Stage C (Symptomatic heart failure): This stage involves patients who have structural heart disease and are experiencing, or have previously experienced, symptoms of heart failure. These symptoms may include dyspnea, fatigue, and a decreased capacity for physical activity. Management focuses on relieving symptoms, improving quality of life, and preventing hospitalizations. It typically involves a combination of medications, lifestyle changes, and possibly device therapy (e.g., implantable cardioverter-defibrillators or cardiac resynchronization therapy).
Stage D (Advanced heart failure): Stage D is defined by advanced heart failure with severe symptoms that are refractory to conventional treatment. Patients in this stage experience significant limitations and discomfort with any physical activity or even at rest. Management includes specialized interventions such as mechanical circulatory support, heart transplantation, or palliative care to improve quality of life.
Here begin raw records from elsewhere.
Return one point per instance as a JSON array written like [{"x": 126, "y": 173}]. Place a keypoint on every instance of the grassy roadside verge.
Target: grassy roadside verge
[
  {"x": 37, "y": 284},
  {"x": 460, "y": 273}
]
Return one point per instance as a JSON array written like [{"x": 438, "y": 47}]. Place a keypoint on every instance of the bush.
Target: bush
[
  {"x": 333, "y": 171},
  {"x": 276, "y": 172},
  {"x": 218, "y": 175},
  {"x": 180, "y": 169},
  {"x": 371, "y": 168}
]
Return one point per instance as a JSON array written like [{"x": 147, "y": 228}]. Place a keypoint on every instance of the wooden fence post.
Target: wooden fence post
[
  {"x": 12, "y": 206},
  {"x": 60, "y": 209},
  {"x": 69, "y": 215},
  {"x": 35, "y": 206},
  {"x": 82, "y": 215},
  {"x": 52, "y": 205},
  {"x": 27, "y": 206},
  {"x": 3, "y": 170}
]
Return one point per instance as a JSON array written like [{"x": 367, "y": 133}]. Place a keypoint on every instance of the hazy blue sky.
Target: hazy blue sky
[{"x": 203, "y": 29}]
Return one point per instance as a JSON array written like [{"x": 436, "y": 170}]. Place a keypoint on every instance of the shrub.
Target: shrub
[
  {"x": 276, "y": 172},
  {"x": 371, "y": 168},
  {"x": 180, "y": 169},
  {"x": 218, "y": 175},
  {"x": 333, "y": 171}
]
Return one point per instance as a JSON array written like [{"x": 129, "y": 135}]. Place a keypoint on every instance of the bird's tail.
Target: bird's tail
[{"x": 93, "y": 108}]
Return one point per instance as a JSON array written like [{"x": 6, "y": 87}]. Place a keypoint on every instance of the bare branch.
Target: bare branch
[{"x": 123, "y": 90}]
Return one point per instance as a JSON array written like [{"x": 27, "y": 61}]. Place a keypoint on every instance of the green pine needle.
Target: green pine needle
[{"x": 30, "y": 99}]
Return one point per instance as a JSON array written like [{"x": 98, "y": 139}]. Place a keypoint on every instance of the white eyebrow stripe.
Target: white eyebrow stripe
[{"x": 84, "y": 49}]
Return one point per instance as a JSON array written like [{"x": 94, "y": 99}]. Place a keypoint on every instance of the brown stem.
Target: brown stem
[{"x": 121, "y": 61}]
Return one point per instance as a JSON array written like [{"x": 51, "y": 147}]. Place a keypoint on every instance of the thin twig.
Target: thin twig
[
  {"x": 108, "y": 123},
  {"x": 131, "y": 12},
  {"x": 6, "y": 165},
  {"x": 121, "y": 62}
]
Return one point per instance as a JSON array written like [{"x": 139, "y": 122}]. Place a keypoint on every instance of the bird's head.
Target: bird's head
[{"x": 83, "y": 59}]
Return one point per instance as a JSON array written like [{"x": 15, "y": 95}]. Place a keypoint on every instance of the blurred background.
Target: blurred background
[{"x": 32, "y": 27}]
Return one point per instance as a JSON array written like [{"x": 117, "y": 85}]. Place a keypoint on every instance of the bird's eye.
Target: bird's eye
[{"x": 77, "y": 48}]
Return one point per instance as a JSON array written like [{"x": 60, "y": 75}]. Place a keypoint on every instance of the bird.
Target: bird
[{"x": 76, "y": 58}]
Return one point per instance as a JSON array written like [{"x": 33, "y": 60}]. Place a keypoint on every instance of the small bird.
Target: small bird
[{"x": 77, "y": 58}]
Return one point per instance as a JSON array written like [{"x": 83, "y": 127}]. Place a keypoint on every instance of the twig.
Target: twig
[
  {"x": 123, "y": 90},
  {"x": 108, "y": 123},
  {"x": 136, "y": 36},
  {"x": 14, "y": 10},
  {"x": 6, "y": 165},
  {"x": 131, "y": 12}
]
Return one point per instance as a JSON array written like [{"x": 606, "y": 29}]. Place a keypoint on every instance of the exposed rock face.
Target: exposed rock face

The common classifications of heart failure include the following:
Firstly, the functional classification of heart failure divides patients into four classes.
Class I involves no limitations or symptoms during ordinary activities, such as walking.
Class II includes slight limitations, with symptoms during ordinary activities.
Class III has marked limitations, with symptoms during less-than-ordinary activities.
Class IV presents severe limitations, with symptoms even at rest.
The next classification is based on disease progression and severity and includes four stages.
Stage A identifies patients at high risk for developing heart failure without structural heart disease or symptoms; management focuses on treating risk factors.
Stage B signifies structural heart disease without symptoms, with treatment including beta-blockers or ACE inhibitors.
Stage C covers patients with structural heart disease with current or past symptoms, managed with medications, lifestyle changes, and possibly devices.
Stage D represents advanced heart failure with severe symptoms refractory to treatment, requiring advanced interventions like mechanical support.